Pour ce qui est de la France, en 2016, l'association Solagro publiait avec Afterres une étude prospective sur la transition agricole, alimentaire et énergétique en France, à l'horizon 2050. Conclusion : une agriculture française bio à 50% (pourrait nourrir 72 millions de français en 2050, à surfaces arables égales, en divisant par trois l'usage des pesticides et par deux les émissions de gaz à de serre, la consommation d'énergie et la consommation d'eau en été, les autres 50% respectant les principes de l'agroécologie. Moyennant deux conditions : mettre fin au gaspillage à parts égales entre les trois maillons (production, distribution, consommation), équivalant à un tiers de la production totale de denrées alimentaires, et inverser le ratio actuel (deux tiers / un tiers) entre protéines animales et végétales dans notre régime alimentaire. Plus récemment, l'Institut du développement durable et des relations internationales (Iddri), rattaché à l'Institut d'études politiques de Paris, a estimé crédible une transition agroécologoqique à l'horizon 2050, s'affranchissant des engrais et pesticides de synthèse.

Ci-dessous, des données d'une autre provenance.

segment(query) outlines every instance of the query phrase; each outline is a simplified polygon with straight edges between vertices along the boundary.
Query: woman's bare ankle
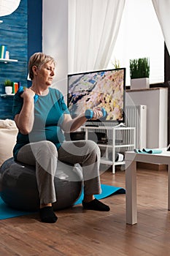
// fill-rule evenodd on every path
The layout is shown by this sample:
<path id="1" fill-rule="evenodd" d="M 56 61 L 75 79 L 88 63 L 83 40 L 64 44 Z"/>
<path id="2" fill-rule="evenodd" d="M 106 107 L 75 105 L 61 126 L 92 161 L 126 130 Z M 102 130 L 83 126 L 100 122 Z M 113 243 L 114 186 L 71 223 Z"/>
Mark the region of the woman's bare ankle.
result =
<path id="1" fill-rule="evenodd" d="M 94 195 L 85 195 L 83 201 L 85 203 L 88 203 L 94 200 Z"/>
<path id="2" fill-rule="evenodd" d="M 46 204 L 42 204 L 42 205 L 40 205 L 40 209 L 42 208 L 45 208 L 45 207 L 47 207 L 47 206 L 52 206 L 52 203 L 46 203 Z"/>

Pour rappel, en France, le Plan Ambition Bio vise 15% de SAU en bio en 2022. En 2018, la SAU bio a progressé de 17% pour atteindre 2 millions d'ha, soit 7,5% de la SAU.

Quel modèle économique ?

Ces différentes études se veulent donc rassurantes quant à la possibilité d'une transition bio et agroécologique, respectueuse de l'environnement au sens large (pollutions, climat, ressources, biodiversité...). Accroître la production sera nécessaire pour potentiellement nourrir la population mondiale, mais pas suffisant. Encore faudra-t-il faciliter l'accès des populations à la nourriture, une des causes majeures de la faim dans le monde, qui touche en 2019 une personne sur neuf selon l'ONU, un phénomène résurgent depuis quelques années après plusieurs décennies de progrès.

Au plan agronomique, le développement de l'agriculture bio devra résoudre l'équation de la fertilisation, dont les sources et l'assimilabilité par les systèmes agroécologiques (semis direct, semis sous couvert) peuvent apparaître limitantes, malgré le développement des légumineuses fixatrices d'azote.

Autre point commun aux études précitées et non des moindres : l'absence de projection économique inhérente à cette trajectoire bio. A quel prix pour les agriculteurs ? A quel prix pour les consommateurs ? Avec quelles politiques publiques ? Avec quel impact sur l'emploi en agriculture et dans l'agroalimentaire ? Avec quels filets de sécurité ? Autant de questions sans réponse à cette heure.